My former professor from graduate school is coming to U of R tomorrow:
Speaker to Address Carbon Emission Reduction
“Robert Frank, the H.J. Louis Professor of Management and professor of economics at Cornell, will present “Reducing Carbon Emissions Will Be Easier Than Many People Think” at 5 p.m. Tuesday, April 7, in Morey Hall, Room 321. A reception will follow.”
Now, I am pretty sure that given the available research, there are going to be continued benefits from reducing our reliance on carbon, and that these benefits are almost exclusively going to be on the health side of things, as the combustion of carbon-based fuels is still, at this time, not an extremely clean process (think particulate pollution). Whatever climate benefits may come from reducing CO2 (which by the way is not the same as reducing global warming) would pale in comparison. My prediction is that if we do get CO2 reductions in the future, they will produce net health benefits, and that the carbon activists will claim “victory” because the reduction of carbon passes a benefit cost test on the grounds that our health is improved – meanwhile the way the carbon reductions get passed is through their impact on global warming.
In any case, note the title of the talk from Professor Frank – it sort of assumes the conclusion, no? Ignoring that, I suppose one would want to distinguish between reducing carbon emissions and then what the transitions to other energy sources would entail. I won’t bore you with a lot of calculations right now, but suffice it to say that it is an hilariously unlikely thing to expect us to be able to transition any significant portion of our power grid in the US to “clean” sources in the next 40 years.
While I am on the topic, note that when we talk about “optimal” carbon taxes, or how much carbon to reduce, we are making pretty gross assumptions that the level of carbon emitted today is not already optimal. In other words, when we write down that the “external costs of carbon” are ___, and that we should therefore set a tax equal to these external costs, then we have to first ask the question, “how much are we taxing or otherwise regulating carbon already?”
Please show me a single article by someone who is talking about global warming policy that asks this question? For example, we have very large taxes on gasoline at both the state and federal level in the US (I can’t show you these amounts and how close they come to the measured “social cost of carbon” because my students have become accustomed to googling my website for answers to problem set questions). Furthermore, beyond the taxes already imposed on fossil fuels (and there are plenty), have we stopped to ask just how much current regulations already restrict the output of carbon based fuels? For example, we have banned fracking in New York State. In other words, NO fracked gas is coming out of the ground. This is more than a 100% tax, and there is no question that since the NET benefits of drilling for and burning natural gas are positive, an outright ban reduces social welfare. Do we permit drilling in the ANWR? How much oil is not coming out of the ground there that would have come out otherwise? And how does this compare to how much less oil would be drilled in the US were we to first institute a carbon tax? And what does the current tax and regulatory climate do to how much companies are already investing in oil and other fossil fuel exploration? It is not at all entirely clear that we are not producing “too little” fossil fuels. However, that is really not what is on the mind of folks when they talk about the problems with fossil fuels – it’s not about “optimal” policy at all, else these questions would be on the table.
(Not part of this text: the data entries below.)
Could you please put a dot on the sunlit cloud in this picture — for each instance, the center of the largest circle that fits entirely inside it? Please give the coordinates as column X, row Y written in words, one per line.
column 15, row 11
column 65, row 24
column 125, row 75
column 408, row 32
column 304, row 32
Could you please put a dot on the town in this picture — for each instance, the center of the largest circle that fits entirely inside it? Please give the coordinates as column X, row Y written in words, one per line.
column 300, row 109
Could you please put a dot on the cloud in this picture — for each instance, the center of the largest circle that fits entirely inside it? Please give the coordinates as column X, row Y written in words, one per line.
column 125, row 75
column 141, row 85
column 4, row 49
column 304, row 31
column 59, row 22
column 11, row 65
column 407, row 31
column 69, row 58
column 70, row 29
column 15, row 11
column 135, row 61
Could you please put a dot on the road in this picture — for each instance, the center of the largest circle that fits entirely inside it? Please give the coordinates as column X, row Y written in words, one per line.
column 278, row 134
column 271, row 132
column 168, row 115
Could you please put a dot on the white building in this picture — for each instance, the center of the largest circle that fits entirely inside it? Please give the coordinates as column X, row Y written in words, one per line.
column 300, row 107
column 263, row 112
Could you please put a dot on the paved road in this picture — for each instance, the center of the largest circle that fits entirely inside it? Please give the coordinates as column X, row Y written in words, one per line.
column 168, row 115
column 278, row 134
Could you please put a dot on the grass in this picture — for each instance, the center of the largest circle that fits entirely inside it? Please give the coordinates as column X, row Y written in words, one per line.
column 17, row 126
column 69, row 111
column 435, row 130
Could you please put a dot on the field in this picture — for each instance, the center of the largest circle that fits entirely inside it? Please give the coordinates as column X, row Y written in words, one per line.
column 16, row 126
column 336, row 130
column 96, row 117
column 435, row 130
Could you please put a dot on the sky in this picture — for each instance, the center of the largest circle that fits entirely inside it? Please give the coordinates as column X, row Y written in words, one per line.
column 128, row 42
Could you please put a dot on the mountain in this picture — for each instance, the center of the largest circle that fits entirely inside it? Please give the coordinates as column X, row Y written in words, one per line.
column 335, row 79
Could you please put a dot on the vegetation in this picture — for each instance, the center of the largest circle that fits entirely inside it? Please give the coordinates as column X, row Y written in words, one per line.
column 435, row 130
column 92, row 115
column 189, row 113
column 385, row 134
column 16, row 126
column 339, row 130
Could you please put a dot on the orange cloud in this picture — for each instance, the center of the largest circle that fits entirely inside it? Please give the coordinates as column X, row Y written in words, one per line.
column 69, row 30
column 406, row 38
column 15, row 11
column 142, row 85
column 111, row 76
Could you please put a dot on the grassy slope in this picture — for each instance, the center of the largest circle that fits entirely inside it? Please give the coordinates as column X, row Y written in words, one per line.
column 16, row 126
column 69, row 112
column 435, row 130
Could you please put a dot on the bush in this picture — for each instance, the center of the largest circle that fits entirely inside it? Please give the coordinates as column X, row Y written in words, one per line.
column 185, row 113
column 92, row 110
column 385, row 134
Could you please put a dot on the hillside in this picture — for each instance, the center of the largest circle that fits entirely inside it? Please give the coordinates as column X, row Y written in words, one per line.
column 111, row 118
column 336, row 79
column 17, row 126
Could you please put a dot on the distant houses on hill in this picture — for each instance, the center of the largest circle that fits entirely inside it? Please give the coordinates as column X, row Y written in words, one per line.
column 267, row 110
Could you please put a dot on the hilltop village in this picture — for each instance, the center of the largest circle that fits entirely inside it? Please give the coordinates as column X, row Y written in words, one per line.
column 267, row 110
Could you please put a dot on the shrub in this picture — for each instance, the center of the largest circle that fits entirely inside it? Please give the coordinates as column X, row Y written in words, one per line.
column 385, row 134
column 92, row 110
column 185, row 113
Note that James Hansen is coming to campus in a couple of weeks.
UPDATE: Matthew Yglesias, while reflecting on parenthood, delivers this one: “but only the federal government can make electrical utilities spew less mercury into the atmosphere.” Of course, that depends on what we mean by the word “Make.” I am very interested in starting an electrical utility that burns natural gas to generate electricity. Such combustion does not emit any mercury into the atmosphere. So, would we conclude by the logic above that “only” the federal government can “make” electric utilities spew less mercury? Hardly. Of course, there are not well defined property rights to the air, and given that the price of mercury is not well established, it would seem Yglesias’ logic is sound. On the other hand, it is the very federal government that does not step in to stop states from banning fracking, and it is quite clear that if you ban fracking you are going to endorse coal burning, which produces mercury. So can I then logically say that only the federal government can MAKE utilities spew more mercury? I don’t think either claim is accurate, but it sure does make people feel good to read one or the other.